C/C++ Preprocessor #include syntax. Whitespace mandatory? - c-preprocessor

In some code from others I came across the notation:
#include"file.h"
And I wondered, I always write include syntaxes with a space between the directive and the path/file like:
#include "file.h"
So I searched for the #include syntax, but could not find a difinitive answer. As it only shows how it is used but I could not find the exact syntax.
Resource used: https://gcc.gnu.org/onlinedocs/cpp/Include-Syntax.html#Include-Syntax
Is there even a spec written about how the syntax should be?

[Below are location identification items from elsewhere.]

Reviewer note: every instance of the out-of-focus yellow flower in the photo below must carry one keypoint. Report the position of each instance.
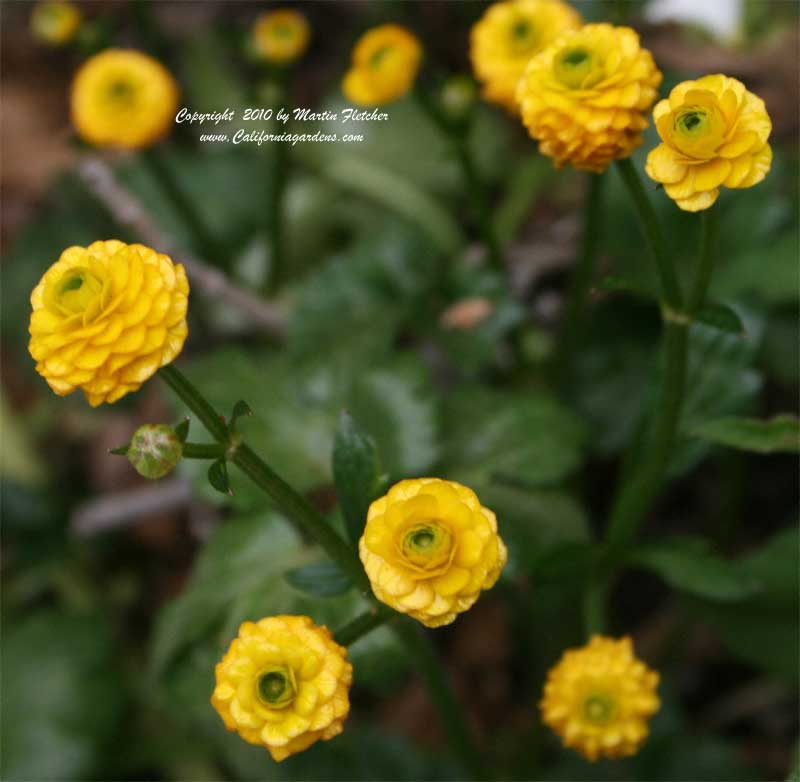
(599, 699)
(106, 317)
(505, 38)
(585, 96)
(714, 133)
(429, 548)
(123, 98)
(384, 66)
(281, 36)
(55, 23)
(284, 684)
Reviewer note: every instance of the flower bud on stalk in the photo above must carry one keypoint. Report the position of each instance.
(155, 450)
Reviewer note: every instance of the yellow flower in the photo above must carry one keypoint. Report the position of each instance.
(283, 684)
(106, 317)
(585, 96)
(599, 699)
(281, 36)
(385, 64)
(123, 98)
(429, 548)
(715, 133)
(505, 38)
(55, 23)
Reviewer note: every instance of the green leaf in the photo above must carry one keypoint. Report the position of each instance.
(616, 284)
(62, 696)
(529, 439)
(534, 524)
(721, 317)
(320, 579)
(781, 433)
(357, 473)
(763, 629)
(688, 564)
(218, 476)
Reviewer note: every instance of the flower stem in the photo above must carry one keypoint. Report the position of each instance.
(575, 310)
(652, 232)
(363, 624)
(710, 233)
(296, 507)
(203, 451)
(208, 248)
(430, 667)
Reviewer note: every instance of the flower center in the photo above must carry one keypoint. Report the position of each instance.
(276, 687)
(694, 122)
(522, 36)
(427, 545)
(76, 290)
(599, 708)
(577, 68)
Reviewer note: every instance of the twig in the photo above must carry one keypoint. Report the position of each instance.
(112, 511)
(129, 213)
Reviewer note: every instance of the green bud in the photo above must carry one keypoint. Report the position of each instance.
(154, 450)
(457, 97)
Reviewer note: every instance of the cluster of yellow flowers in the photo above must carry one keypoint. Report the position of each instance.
(106, 317)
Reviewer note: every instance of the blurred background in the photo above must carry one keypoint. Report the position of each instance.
(120, 594)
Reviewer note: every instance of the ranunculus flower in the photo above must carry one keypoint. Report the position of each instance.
(283, 683)
(714, 134)
(585, 96)
(106, 317)
(430, 548)
(599, 698)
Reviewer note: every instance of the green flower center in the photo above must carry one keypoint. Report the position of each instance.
(523, 36)
(693, 122)
(599, 708)
(427, 545)
(276, 687)
(577, 68)
(76, 290)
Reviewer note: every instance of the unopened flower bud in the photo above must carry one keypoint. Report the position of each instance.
(457, 97)
(155, 450)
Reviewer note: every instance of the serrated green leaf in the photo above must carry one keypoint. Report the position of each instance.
(320, 579)
(688, 564)
(529, 439)
(356, 472)
(721, 317)
(218, 476)
(781, 433)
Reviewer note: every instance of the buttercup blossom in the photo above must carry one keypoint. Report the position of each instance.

Or is the first one (without the whitespace) invalid syntax but accepted through pre-compiler extensions?
(Also works on MSVC)

It is allowed to have #include<header> and #include"header", with no whitespace character after include, although one may argue that this makes it slightly harder to read.
The grammar for #include is, cut down to only show the relevant bits:
# include pp-tokens new-line
pp-tokens: preprocessing-token
preprocessing-token: header-name
header-name: < h-char-sequence >
" q-char-sequence "
(spaces in the above is only part of the grammar syntax, bold text is literal)
Furthermore:
Preprocessing tokens can be separated by white space; this consists of
comments (described later), or white-space characters (space,
horizontal tab, new-line, vertical tab, and form-feed), or both.
This is from the C99 draft standard document (my emphasis on "can").
I'm not a C++ programmer, but I imagine that C++ is following the same grammar rules on this point.

Related

what characters are valid to occur before and after a preprocessing directive in C according to the C standard [duplicate]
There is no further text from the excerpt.